Tuesday in PyeongChang, the IOC assembled a roundtable of experts to explain what’s being called the "new norm". More than a dozen journalists were on hand to hear the IOC pitch.

The new norm is a philosophy and approach that’s borne out of the Olympic Agenda 2020 reforms adopted in 2014, as well as continued reluctance by potential host cities to bid.

Leading the effort is IOC member John Coates, experienced as one of the leaders of the 2000 Olympics in Sydney and currently the chair of the IOC Coordination Commission for the Tokyo 2020 Olympics. In his work in Tokyo so far, Coates has helped lower the venue budget for the Games in Japan by more than $2 billion.

Coates, Gunilla Lindberg, the chair of the IOC commission for PyeongChang, International Golf Federation Executive Director Antony Scanlon, Olympic Games executive director Christophe Dubi and Paris 2024 President Tony Estanguet took part in the hour-long roundtable at the Main Press Center in PyeongChang.

Coates says the new norm is a "massive rethink" of the way the Olympic Games are organized from bidding to delivery to legacy.
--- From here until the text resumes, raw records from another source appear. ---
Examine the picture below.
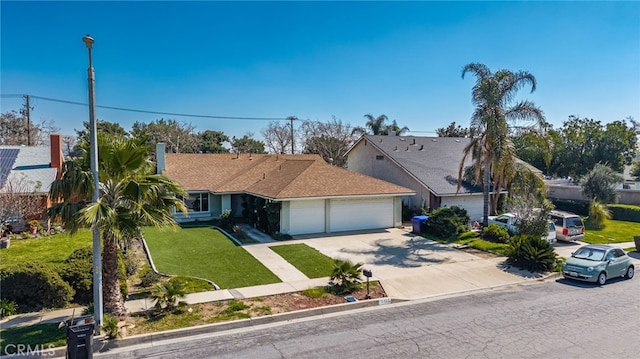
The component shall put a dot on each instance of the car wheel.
(630, 272)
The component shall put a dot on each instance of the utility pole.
(292, 118)
(27, 112)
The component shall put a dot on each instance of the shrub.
(7, 308)
(496, 233)
(110, 326)
(531, 253)
(35, 286)
(167, 295)
(622, 212)
(345, 276)
(577, 207)
(598, 213)
(446, 222)
(148, 277)
(77, 270)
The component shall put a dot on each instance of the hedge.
(624, 212)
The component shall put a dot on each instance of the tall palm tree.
(376, 124)
(131, 196)
(491, 148)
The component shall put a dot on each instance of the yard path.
(278, 265)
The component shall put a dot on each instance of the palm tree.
(131, 196)
(376, 124)
(491, 148)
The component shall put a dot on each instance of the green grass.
(613, 232)
(206, 253)
(45, 336)
(306, 259)
(51, 249)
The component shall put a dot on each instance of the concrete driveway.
(412, 267)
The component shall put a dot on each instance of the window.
(197, 202)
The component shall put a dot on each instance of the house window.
(197, 202)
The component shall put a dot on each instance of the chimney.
(56, 153)
(161, 164)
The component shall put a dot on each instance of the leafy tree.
(585, 142)
(346, 276)
(131, 196)
(598, 213)
(179, 137)
(452, 131)
(376, 124)
(278, 137)
(600, 184)
(331, 140)
(211, 142)
(491, 148)
(247, 144)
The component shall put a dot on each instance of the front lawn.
(206, 253)
(50, 249)
(613, 232)
(306, 259)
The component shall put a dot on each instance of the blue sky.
(315, 60)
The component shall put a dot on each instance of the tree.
(376, 124)
(452, 131)
(277, 137)
(331, 140)
(211, 142)
(179, 137)
(585, 142)
(600, 184)
(131, 196)
(490, 147)
(247, 144)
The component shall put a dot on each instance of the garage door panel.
(307, 217)
(357, 214)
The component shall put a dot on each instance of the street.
(555, 319)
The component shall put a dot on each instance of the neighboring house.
(26, 174)
(427, 165)
(312, 196)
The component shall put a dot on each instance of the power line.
(148, 111)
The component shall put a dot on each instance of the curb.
(103, 345)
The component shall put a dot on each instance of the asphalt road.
(557, 319)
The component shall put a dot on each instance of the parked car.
(569, 226)
(597, 263)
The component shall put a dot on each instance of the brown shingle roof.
(273, 176)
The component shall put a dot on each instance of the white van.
(569, 226)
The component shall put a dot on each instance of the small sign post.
(367, 273)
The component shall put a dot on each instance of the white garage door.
(356, 214)
(306, 217)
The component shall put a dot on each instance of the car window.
(589, 253)
(574, 222)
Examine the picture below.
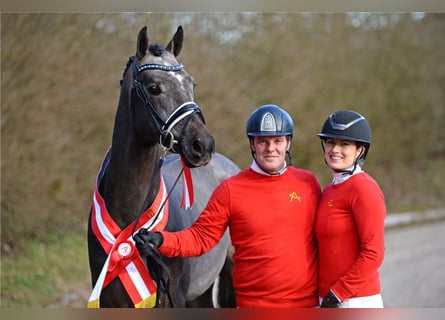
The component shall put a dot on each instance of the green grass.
(43, 273)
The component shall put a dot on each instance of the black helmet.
(347, 125)
(269, 120)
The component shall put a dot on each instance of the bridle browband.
(166, 137)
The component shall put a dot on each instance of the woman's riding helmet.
(348, 125)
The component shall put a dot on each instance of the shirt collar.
(339, 177)
(254, 166)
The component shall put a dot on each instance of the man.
(270, 211)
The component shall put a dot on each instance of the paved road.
(413, 272)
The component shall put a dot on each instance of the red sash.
(123, 259)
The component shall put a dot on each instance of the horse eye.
(154, 90)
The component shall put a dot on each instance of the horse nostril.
(197, 147)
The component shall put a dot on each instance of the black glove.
(330, 301)
(147, 241)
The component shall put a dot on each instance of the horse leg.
(226, 291)
(203, 301)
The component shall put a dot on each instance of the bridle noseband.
(185, 111)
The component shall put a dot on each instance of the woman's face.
(270, 152)
(341, 154)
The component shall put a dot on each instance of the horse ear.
(142, 44)
(175, 44)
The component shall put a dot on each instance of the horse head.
(162, 101)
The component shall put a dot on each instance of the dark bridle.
(185, 111)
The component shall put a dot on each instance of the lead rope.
(156, 266)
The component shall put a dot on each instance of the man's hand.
(146, 241)
(330, 301)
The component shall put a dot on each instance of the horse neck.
(133, 165)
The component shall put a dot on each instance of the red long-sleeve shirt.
(350, 235)
(271, 221)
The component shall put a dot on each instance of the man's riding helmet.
(269, 120)
(348, 125)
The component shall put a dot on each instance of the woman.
(350, 218)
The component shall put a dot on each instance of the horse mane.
(156, 49)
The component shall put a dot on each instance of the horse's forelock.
(156, 49)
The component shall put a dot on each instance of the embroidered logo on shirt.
(294, 196)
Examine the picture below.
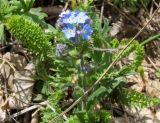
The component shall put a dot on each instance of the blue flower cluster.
(61, 49)
(75, 25)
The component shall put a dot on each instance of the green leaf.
(1, 32)
(97, 92)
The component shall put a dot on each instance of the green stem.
(150, 39)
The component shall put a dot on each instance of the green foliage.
(63, 77)
(4, 9)
(91, 117)
(132, 5)
(135, 99)
(30, 34)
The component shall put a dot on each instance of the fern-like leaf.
(30, 34)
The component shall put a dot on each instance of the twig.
(29, 109)
(154, 66)
(8, 63)
(106, 71)
(66, 5)
(150, 39)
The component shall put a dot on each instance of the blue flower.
(61, 49)
(75, 24)
(69, 31)
(81, 17)
(86, 32)
(69, 19)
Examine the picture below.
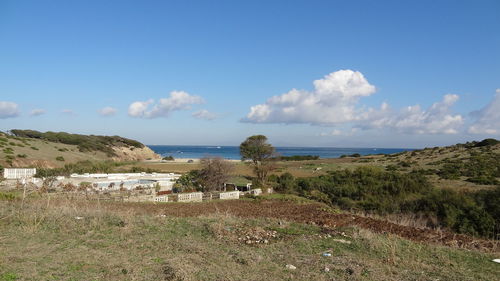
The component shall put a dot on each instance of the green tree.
(261, 153)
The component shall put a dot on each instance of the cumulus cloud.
(67, 112)
(337, 132)
(488, 118)
(332, 101)
(178, 100)
(204, 114)
(37, 112)
(107, 111)
(437, 119)
(8, 109)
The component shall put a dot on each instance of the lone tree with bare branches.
(214, 173)
(261, 153)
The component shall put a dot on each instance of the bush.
(374, 190)
(487, 142)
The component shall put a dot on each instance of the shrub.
(487, 142)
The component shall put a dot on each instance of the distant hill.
(21, 148)
(476, 162)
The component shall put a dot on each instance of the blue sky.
(388, 73)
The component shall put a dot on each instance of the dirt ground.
(310, 213)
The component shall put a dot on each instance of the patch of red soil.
(314, 214)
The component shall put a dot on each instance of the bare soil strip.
(312, 214)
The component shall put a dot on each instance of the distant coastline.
(232, 152)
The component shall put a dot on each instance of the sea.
(233, 152)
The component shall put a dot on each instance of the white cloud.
(331, 102)
(8, 109)
(337, 132)
(204, 114)
(107, 111)
(437, 119)
(488, 118)
(178, 100)
(334, 101)
(37, 112)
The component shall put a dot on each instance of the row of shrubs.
(84, 142)
(373, 190)
(481, 168)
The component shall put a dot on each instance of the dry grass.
(62, 239)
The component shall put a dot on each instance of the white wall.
(18, 173)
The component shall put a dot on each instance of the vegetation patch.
(84, 142)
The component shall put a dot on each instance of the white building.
(18, 173)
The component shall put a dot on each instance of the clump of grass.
(87, 240)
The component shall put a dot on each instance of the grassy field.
(89, 241)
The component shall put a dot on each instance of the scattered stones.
(342, 241)
(257, 236)
(291, 267)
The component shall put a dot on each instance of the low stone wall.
(190, 197)
(229, 195)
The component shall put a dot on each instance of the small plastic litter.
(291, 267)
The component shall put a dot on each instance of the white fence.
(229, 195)
(18, 173)
(190, 197)
(161, 198)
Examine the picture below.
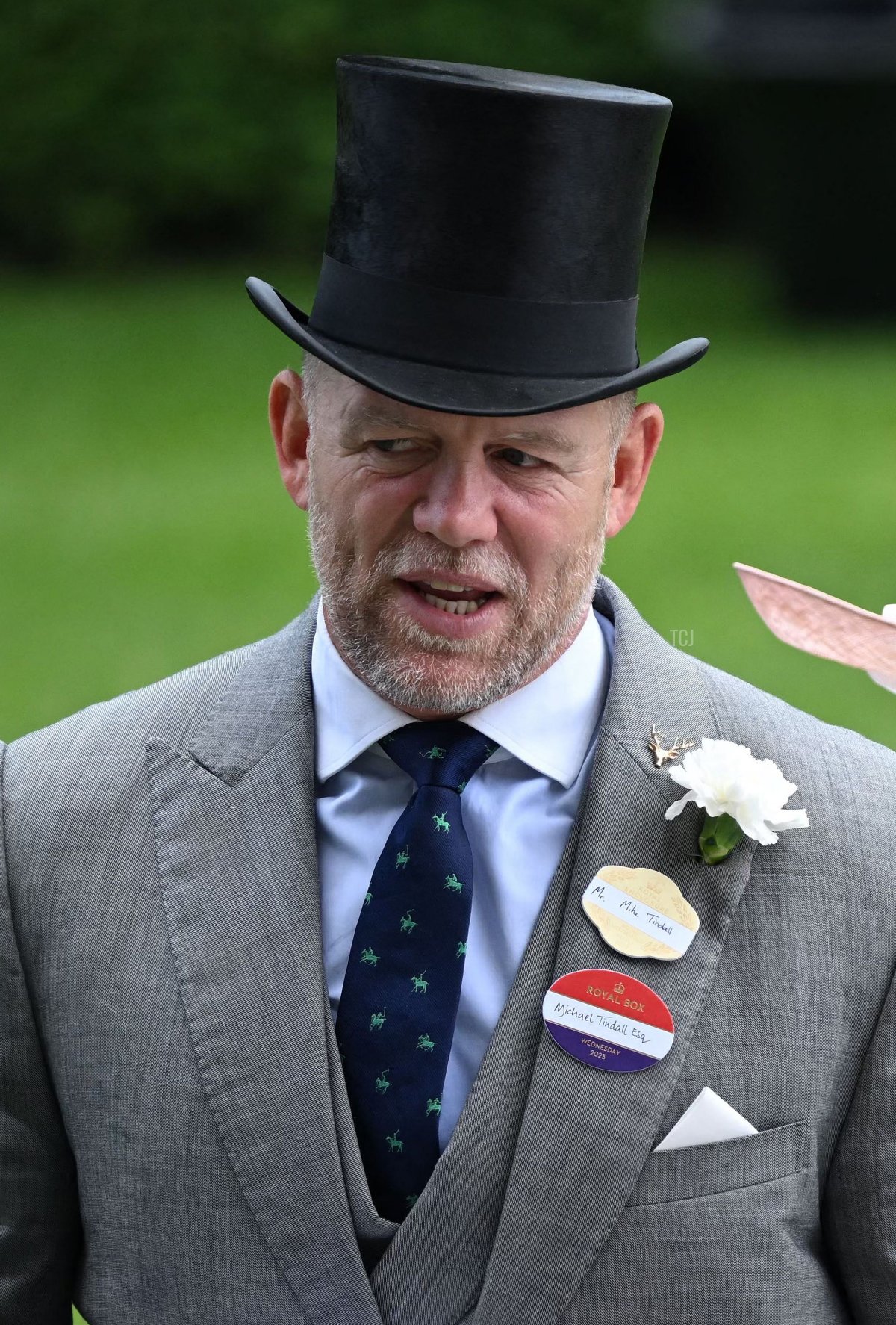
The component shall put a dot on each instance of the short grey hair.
(316, 373)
Reducing cost, complexity, risk and waste are the objectives.

In the case of the 2018 Winter Games, there have been savings even though the work of the organizing committee was well underway when Olympic Agenda 2020 was adopted in 2014. Fewer seats are in venues as an example of reduced physical plant costs in PyeongChang.

But too late for these Winter Olympics, the construction of a new sliding track. The IOC no longer makes it a requirement of a winter city to have such a facility, often the most expensive venue to be built for the Winter Games. With the endorsement of the sliding sports international federations, it’s now no longer necessary to build one. Instead, any of the 13 existing tracks around the world can be used.
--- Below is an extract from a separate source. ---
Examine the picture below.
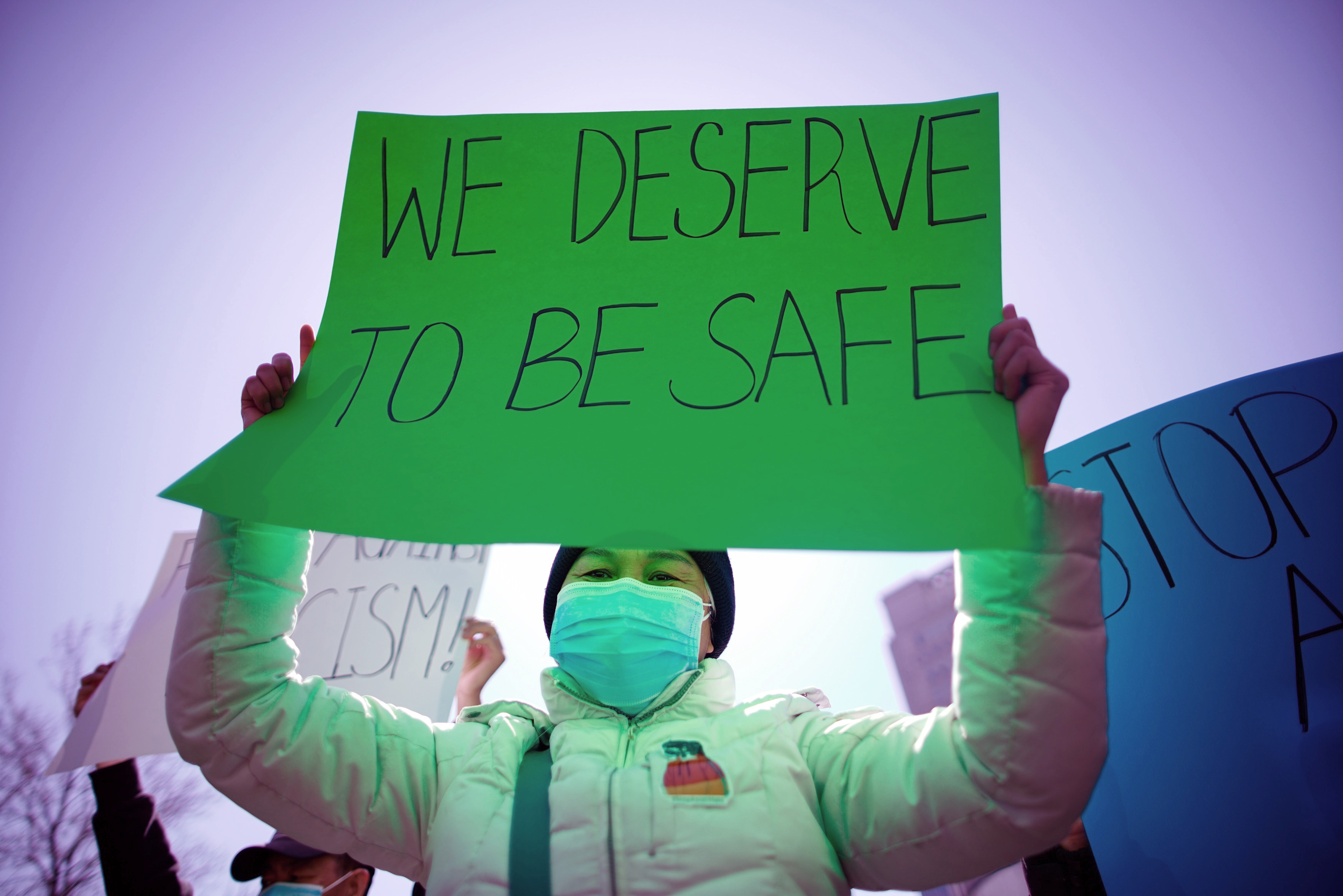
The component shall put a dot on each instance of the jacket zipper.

That said, Beijing, host of the 2022 Winter Games, will nonetheless build a track supposedly to support a post-Games legacy in the sliding sports. So despite the new edict of flexibility under the new norm, there will be three sliding tracks close to one another in the Far East. One in Sapporo, Japan, one in South Korea and now the latest in the mountains north of Beijing.
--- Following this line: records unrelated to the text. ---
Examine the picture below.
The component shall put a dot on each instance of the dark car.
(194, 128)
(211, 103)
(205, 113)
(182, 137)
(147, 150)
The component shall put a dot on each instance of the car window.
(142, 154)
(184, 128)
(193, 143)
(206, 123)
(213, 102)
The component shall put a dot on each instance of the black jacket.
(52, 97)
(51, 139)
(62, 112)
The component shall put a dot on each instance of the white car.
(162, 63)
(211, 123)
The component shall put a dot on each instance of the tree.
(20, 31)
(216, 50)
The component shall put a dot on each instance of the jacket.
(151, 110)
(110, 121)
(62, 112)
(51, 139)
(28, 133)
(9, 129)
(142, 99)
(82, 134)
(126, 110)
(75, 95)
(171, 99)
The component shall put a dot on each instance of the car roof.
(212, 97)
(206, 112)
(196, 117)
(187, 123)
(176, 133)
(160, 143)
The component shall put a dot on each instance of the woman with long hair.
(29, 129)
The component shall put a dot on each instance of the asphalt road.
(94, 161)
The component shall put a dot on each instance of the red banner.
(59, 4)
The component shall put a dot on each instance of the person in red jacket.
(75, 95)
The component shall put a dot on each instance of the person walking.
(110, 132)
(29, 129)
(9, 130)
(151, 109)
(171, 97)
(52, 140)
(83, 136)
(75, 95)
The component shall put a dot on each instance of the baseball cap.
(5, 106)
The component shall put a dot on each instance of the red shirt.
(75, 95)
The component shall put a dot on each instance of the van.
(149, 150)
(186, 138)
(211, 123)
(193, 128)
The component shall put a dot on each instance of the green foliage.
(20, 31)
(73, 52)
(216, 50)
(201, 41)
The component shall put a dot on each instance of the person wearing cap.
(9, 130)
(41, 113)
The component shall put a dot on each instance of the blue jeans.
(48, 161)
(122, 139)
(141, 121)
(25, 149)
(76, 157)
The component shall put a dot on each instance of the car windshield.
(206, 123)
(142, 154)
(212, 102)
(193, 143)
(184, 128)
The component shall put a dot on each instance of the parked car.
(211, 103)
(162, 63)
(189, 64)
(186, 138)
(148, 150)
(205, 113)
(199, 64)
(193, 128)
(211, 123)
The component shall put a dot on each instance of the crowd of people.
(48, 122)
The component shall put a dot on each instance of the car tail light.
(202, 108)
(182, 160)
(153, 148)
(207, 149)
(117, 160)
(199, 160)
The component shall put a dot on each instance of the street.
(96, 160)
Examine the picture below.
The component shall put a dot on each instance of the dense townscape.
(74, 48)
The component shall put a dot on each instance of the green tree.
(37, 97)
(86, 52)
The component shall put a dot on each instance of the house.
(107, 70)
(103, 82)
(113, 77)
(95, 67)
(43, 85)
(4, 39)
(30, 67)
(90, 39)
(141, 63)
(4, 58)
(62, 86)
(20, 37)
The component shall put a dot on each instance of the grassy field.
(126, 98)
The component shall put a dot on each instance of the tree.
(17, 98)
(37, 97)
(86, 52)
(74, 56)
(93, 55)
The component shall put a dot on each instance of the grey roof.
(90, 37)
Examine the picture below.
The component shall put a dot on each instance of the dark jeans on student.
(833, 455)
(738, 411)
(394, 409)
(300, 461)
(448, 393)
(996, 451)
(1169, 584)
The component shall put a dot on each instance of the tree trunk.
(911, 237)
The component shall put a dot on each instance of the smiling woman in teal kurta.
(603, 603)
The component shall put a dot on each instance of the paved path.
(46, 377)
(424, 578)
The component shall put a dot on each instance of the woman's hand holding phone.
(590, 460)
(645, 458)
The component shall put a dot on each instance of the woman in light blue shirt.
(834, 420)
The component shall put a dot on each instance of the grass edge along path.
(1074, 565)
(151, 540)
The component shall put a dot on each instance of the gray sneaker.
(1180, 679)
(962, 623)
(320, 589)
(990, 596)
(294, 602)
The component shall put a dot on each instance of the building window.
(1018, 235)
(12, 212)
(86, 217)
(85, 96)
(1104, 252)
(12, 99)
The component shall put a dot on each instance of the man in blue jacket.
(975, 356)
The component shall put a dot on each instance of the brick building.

Dubi tells Around the Rings that in PyeongChang, security appears to have been over-scoped at the Olympic Plaza. He says organizers wanted to make sure visitors to the plaza and the live sight could enter without much delay. Dubi says the result has been many more screening machines at security then needed. He says some have hardly been used, especially with the low turnout so far.

For the Summer Olympics, Scanlon observed that the first iteration of the bid from Los Angeles for the 2024 Games included plans to build a new golf course, identifying it as a legacy venue. Scanlon said with an abundance of golf courses in the area, the IGF convinced the bid to use an existing course to save money.

Estanguet, the pilot of the first Olympics to be fully covered by the new norm, says that the 2024 Games will aim for a legacy defined not by new venues or other physical elements. In Paris, Estanguet estimates that 90 percent of the venues will either be existing or temporary, leaving little to construct in the French capital.

He says the legacy for Paris will be measured in the growth of interest by young people in Olympic sports.

That is the strategy we will take in Paris 2024," he said. "And we are engaging all of our stakeholders to follow the same mission".

Dubi said Los Angeles, also without much to construct for the 2028 Olympics, is set to measure its legacy by the growth of youth participation in sports prior to the Games.

It’s a goal that’s been touted in nearly every bid for the Olympics of recent decades. London 2012 in particular was supposed to energize a new generation to take up sport, but the results are not conclusive.

And Los Angeles already has a well-funded foundation, LA84, meant to drive youth sport development. Founded and funded using a $175 million surplus from the 1984 Olympics, it’s not exactly clear how that legacy for youth sports will be coordinated with the new effort tied to 2028.